Comment by bdamm
11 hours ago
Not so. Look at the construction of JWST. One side is "hot", the other side is very, very cold.
I am highly skeptical about data centers in space, but radiators don't need to be unshaded. In fact, they benefit from the shade. This is also being done on the ISS.
That's fair. I meant they would need a clear path to open space not blocked by solar panels, but yes, a hot and cold side makes sense.
The whole concept is still insane though, fwiw.
"I meant they would need a clear path to open space not blocked by solar panels, but yes, a hot and cold side makes sense."
This is precisely why my didactic example above uses a convex shape, a pyramid. This guarantees each surface absorbs or radiates energy without having to take into account self-obscuring by satellite shape.
Look at how many layers of insulation are needed for the JWST to have a hot and cold side! Again, this is not particularly simple stuff.
The JWST operates at 2kw max. That's not enough for a single H200.

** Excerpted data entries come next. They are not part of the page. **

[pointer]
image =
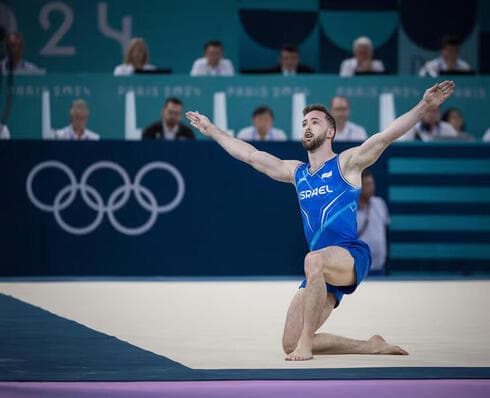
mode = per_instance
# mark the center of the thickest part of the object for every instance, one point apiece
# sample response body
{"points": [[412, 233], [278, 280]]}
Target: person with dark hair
{"points": [[448, 61], [262, 130], [14, 61], [136, 58], [328, 188], [372, 221], [362, 62], [169, 127], [213, 63], [454, 117], [289, 63], [346, 130], [77, 129]]}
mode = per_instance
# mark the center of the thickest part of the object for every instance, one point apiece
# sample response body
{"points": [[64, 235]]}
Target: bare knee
{"points": [[314, 267], [288, 345]]}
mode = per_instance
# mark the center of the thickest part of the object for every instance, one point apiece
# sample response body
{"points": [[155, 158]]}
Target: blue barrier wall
{"points": [[199, 212]]}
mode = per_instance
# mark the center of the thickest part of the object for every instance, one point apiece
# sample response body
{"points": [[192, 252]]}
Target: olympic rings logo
{"points": [[118, 198]]}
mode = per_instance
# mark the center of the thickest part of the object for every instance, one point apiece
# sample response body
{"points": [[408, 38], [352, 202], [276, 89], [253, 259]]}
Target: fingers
{"points": [[447, 88], [194, 117]]}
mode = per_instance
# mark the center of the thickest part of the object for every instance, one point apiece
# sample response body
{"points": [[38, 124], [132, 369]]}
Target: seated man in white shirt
{"points": [[262, 130], [169, 127], [430, 128], [346, 130], [14, 49], [76, 130], [4, 132], [372, 221], [213, 63], [363, 61], [448, 61]]}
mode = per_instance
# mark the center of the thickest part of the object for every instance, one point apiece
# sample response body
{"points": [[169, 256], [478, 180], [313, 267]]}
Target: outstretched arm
{"points": [[358, 158], [280, 170]]}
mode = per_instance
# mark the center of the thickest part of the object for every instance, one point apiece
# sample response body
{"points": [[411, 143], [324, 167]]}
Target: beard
{"points": [[315, 143]]}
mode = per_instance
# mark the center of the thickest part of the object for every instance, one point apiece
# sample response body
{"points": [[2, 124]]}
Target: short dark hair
{"points": [[213, 43], [173, 100], [292, 48], [366, 173], [322, 108], [445, 116], [341, 97], [450, 40], [260, 110]]}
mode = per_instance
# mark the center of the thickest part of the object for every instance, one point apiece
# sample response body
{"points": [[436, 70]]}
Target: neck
{"points": [[78, 132], [262, 133], [320, 155], [341, 125], [363, 202]]}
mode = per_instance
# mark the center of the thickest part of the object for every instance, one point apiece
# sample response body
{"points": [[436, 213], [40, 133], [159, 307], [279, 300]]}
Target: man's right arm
{"points": [[275, 168]]}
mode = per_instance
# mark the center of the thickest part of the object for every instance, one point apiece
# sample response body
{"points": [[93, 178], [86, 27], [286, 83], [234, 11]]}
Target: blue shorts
{"points": [[362, 263]]}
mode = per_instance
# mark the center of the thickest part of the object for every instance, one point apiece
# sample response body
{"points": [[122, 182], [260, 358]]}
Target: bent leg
{"points": [[334, 265], [326, 343], [295, 319]]}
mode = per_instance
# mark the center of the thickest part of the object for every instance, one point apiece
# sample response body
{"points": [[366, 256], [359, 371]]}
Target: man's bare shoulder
{"points": [[348, 166]]}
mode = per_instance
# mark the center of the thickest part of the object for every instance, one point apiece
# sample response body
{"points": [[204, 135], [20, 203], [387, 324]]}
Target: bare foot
{"points": [[300, 354], [380, 346]]}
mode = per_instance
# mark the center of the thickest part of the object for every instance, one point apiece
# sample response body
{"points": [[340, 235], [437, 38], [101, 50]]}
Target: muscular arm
{"points": [[280, 170], [356, 159]]}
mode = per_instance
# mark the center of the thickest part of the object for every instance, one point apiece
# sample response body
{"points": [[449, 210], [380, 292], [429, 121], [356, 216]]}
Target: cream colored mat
{"points": [[227, 325]]}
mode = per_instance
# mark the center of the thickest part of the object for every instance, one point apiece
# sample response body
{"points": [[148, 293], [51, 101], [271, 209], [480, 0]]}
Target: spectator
{"points": [[430, 128], [262, 130], [14, 49], [372, 222], [448, 61], [169, 126], [135, 59], [363, 61], [77, 130], [289, 62], [346, 130], [213, 63], [454, 117], [4, 132]]}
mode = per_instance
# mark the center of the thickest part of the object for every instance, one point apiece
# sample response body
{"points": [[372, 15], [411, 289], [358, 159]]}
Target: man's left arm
{"points": [[365, 155]]}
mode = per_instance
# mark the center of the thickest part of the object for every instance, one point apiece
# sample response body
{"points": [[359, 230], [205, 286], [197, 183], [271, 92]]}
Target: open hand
{"points": [[199, 121], [438, 93]]}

AI datacenters in space are a non-starter. Anyone arguing otherwise doesn't understand basic thermodynamics.
The goal of JWST is not to consume as much power as possible, and perform useful computations with it. A system not optimized for metric B but for metric A scores bad for metric B... great observation.
> Look at the construction of JWST.
A very high end desktop pulls more electricity than the whole JWST... Which is about the same as a hair dryer.
Now you need about 50x more for a rack and hundreds/thousands racks for a meaningful cluster. Shaded or not it's a shit load of radiators
https://azure.microsoft.com/en-us/blog/microsoft-azure-deliv...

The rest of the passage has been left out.